Ventajas del stasis:
Reducción de las necesidades de la tripulación: Un reducción radical del consumo de recursos, minimización de residuos.
Protección contra la ingravidez: En un estado de hipotermia y metabolismo reducido, los procesos de atrofia muscular y ósea deben ralentizarse sustancialmente.
Reducción del riesgo de radiación: Las células metabólicamente inactivas son menos vulnerables a los daños por radiación.
Resolución de problemas psicológicos: El tiempo subjetivo "pasa volando" para la tripulación, se minimiza el estrés de la isolación.
Atrfia muscular y osteoporosis prolongada: Incluso en el stasis, estos procesos, aunque ralentizados, continuarán progresando. Se necesitan tecnologías de estimulación eléctrica muscular en estado inconsciente.
Alimentación y hidratación: ¿Cómo transportar nutrientes y mantener el equilibrio hidroelectrolítico?

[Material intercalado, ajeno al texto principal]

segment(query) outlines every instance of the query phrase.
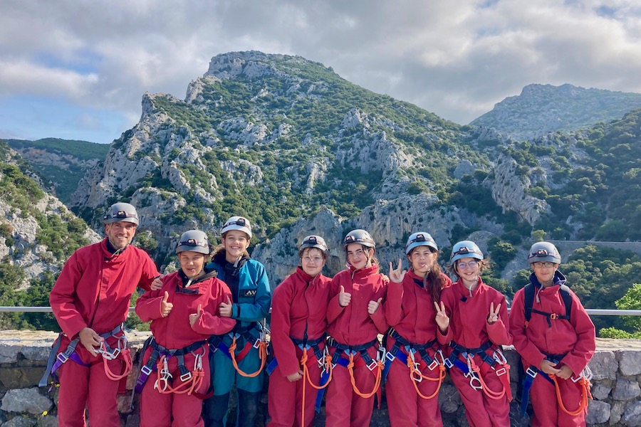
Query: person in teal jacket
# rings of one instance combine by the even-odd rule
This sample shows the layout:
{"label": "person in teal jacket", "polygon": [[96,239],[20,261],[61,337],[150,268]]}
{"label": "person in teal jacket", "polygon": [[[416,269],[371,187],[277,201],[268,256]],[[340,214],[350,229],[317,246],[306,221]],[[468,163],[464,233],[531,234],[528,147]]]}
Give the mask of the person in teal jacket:
{"label": "person in teal jacket", "polygon": [[[221,230],[222,244],[207,265],[231,291],[231,300],[220,305],[220,315],[236,320],[225,335],[212,335],[210,366],[214,395],[204,405],[205,425],[225,426],[229,396],[235,384],[238,392],[236,426],[253,427],[263,388],[266,342],[262,324],[271,305],[271,290],[265,266],[249,258],[249,221],[232,216]],[[231,351],[230,351],[230,349]]]}

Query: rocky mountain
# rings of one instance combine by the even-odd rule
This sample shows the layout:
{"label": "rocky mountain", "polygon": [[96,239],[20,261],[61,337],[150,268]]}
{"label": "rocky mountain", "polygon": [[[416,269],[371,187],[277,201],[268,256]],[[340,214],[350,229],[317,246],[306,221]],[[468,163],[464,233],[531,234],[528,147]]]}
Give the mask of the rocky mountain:
{"label": "rocky mountain", "polygon": [[99,231],[108,206],[132,203],[136,240],[161,267],[184,230],[216,241],[226,218],[246,216],[252,256],[276,283],[311,233],[330,246],[328,274],[344,265],[342,239],[355,228],[372,233],[385,270],[414,231],[434,236],[442,263],[455,241],[473,238],[494,262],[486,281],[509,295],[533,235],[641,240],[640,128],[632,110],[518,142],[301,57],[235,52],[213,58],[184,99],[145,94],[139,123],[89,167],[69,206]]}
{"label": "rocky mountain", "polygon": [[57,273],[75,248],[100,239],[41,185],[20,155],[0,142],[0,305],[14,291]]}
{"label": "rocky mountain", "polygon": [[104,144],[58,138],[4,142],[31,164],[48,191],[65,204],[87,169],[103,161],[109,149]]}
{"label": "rocky mountain", "polygon": [[470,125],[494,127],[515,139],[590,127],[641,107],[641,94],[585,89],[569,84],[528,85]]}

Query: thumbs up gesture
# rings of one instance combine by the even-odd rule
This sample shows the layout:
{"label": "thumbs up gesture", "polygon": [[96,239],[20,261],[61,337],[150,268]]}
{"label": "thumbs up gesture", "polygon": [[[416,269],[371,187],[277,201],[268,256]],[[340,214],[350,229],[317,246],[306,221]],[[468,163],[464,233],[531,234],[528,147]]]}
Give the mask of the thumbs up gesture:
{"label": "thumbs up gesture", "polygon": [[196,310],[195,313],[192,313],[189,315],[189,325],[192,327],[194,327],[194,324],[198,322],[198,320],[200,319],[200,317],[202,315],[202,304],[198,305],[198,310]]}
{"label": "thumbs up gesture", "polygon": [[347,307],[352,300],[352,294],[345,292],[345,286],[340,285],[340,291],[338,292],[338,305]]}
{"label": "thumbs up gesture", "polygon": [[234,304],[231,302],[231,298],[227,296],[227,302],[221,302],[220,305],[218,306],[219,310],[220,311],[220,315],[223,317],[231,317],[231,307]]}
{"label": "thumbs up gesture", "polygon": [[169,300],[169,292],[165,290],[165,297],[162,298],[162,301],[160,302],[160,315],[163,317],[169,316],[172,309],[174,308],[174,305],[167,302],[167,300]]}
{"label": "thumbs up gesture", "polygon": [[368,304],[368,312],[370,315],[373,315],[375,312],[376,312],[376,310],[378,310],[379,307],[380,307],[380,303],[382,301],[382,298],[379,298],[377,301],[370,300],[370,303]]}
{"label": "thumbs up gesture", "polygon": [[499,310],[501,310],[501,304],[497,304],[496,309],[494,310],[494,303],[490,302],[490,312],[487,316],[487,323],[489,325],[496,323],[499,320]]}

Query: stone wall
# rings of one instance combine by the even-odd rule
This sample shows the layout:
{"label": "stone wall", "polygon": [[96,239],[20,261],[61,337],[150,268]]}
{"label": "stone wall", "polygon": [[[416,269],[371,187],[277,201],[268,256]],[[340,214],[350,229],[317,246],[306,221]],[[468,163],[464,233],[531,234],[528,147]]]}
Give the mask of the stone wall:
{"label": "stone wall", "polygon": [[[148,333],[127,334],[135,360],[137,350]],[[0,332],[0,426],[56,426],[57,389],[38,389],[36,386],[43,372],[49,349],[56,334],[33,331]],[[597,352],[590,363],[594,373],[592,394],[588,414],[588,426],[641,426],[641,340],[597,340]],[[516,359],[514,349],[506,355],[514,367],[510,373],[513,394],[516,396]],[[138,425],[136,410],[130,410],[130,391],[135,384],[134,374],[127,381],[129,392],[118,398],[121,425]],[[263,400],[264,411],[265,396]],[[445,426],[467,426],[464,411],[456,389],[449,381],[441,388],[439,403]],[[516,413],[516,405],[513,403]],[[266,412],[265,412],[266,413]],[[324,411],[318,417],[316,426],[324,425]],[[385,399],[380,409],[375,409],[372,426],[388,426]],[[527,421],[516,420],[513,425],[526,426]]]}

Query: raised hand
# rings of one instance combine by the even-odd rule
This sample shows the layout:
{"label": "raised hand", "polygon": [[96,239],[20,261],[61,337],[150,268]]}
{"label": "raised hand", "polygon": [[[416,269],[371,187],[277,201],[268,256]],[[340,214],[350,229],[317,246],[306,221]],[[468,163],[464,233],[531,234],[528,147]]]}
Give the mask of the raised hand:
{"label": "raised hand", "polygon": [[435,318],[437,325],[439,325],[439,329],[441,330],[441,332],[444,332],[449,327],[449,317],[447,317],[447,313],[445,312],[445,305],[441,301],[441,305],[439,306],[437,302],[434,301],[434,307],[437,310]]}
{"label": "raised hand", "polygon": [[370,315],[375,313],[378,307],[380,307],[381,301],[382,301],[382,298],[379,298],[377,301],[370,300],[370,303],[368,304],[368,312]]}
{"label": "raised hand", "polygon": [[234,304],[231,302],[231,298],[228,296],[227,302],[221,302],[220,305],[218,306],[219,311],[220,312],[220,315],[223,317],[231,317],[233,306]]}
{"label": "raised hand", "polygon": [[392,263],[390,263],[390,278],[395,283],[400,283],[403,281],[403,278],[405,277],[405,273],[407,271],[403,270],[403,263],[401,258],[398,258],[398,268],[395,270],[394,269],[394,264]]}
{"label": "raised hand", "polygon": [[152,284],[150,286],[152,290],[158,290],[161,288],[162,288],[162,278],[164,277],[165,277],[164,275],[160,275],[159,276],[156,276],[154,278],[154,281],[152,282]]}
{"label": "raised hand", "polygon": [[167,302],[169,299],[169,292],[166,290],[165,291],[165,297],[162,298],[162,301],[160,302],[160,315],[163,317],[167,317],[169,316],[169,314],[171,312],[172,309],[174,308],[174,305],[171,302]]}
{"label": "raised hand", "polygon": [[194,324],[198,322],[198,320],[200,319],[200,317],[202,315],[202,304],[198,305],[198,310],[196,310],[195,313],[192,313],[189,315],[189,325],[192,327],[194,327]]}
{"label": "raised hand", "polygon": [[352,300],[352,294],[345,292],[345,286],[340,285],[340,291],[338,292],[338,305],[347,307]]}
{"label": "raised hand", "polygon": [[100,347],[104,338],[90,327],[83,328],[78,334],[78,337],[92,356],[98,356],[98,352],[95,347]]}
{"label": "raised hand", "polygon": [[487,322],[489,325],[496,323],[499,320],[499,310],[501,310],[501,304],[496,305],[496,310],[494,310],[494,303],[490,302],[490,314],[487,316]]}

Se consideran opciones de alimentación parenteral completa (intravenosa) o periodos de despertar.
Riesgos de trombosis e infecciones: En condiciones de hipotermia y inmovilidad, el riesgo de formación de trombos y supresión del sistema inmunológico aumenta dramáticamente.
Efecto a largo plazo en el cerebro: ¿Son posibles trastornos cognitivos irreversibles después de meses en un estado hipometabólico? El efecto protector de la hipotermia para el cerebro es conocido, pero no se ha estudiado en tales escalas.
Fiabilidad de los sistemas: Un fallo en el sistema de apoyo vital de la cápsula de stasis será fatal. Se requieren sistemas absolutamente fiables y duplicados con inteligencia artificial para el monitoreo.
El estado de anabiosis para los astronautas ya no es pura ciencia ficción, sino una tarea multidisciplinaria de alta complejidad en el campo de la ciencia y la tecnología. Su solución se encuentra en la intersección de la neurobiología, la criobiología, los sistemas de apoyo vital y la ingeniería espacial. Aunque hasta la implementación práctica aún falta una década de investigaciones y pruebas intensas, los primeros pasos ya se han dado. El éxito en esta área será no solo un hito en la cosmonáutica, sino también un gran logro en la medicina, capaz de salvar vidas en la Tierra mediante la gestión del metabolismo en estados críticos. Los pioneros aquí no serán solo ingenieros y astronautas, sino también biólogos que han estudiado durante años al oso en su madriguera y al erizo en la madriguera congelada.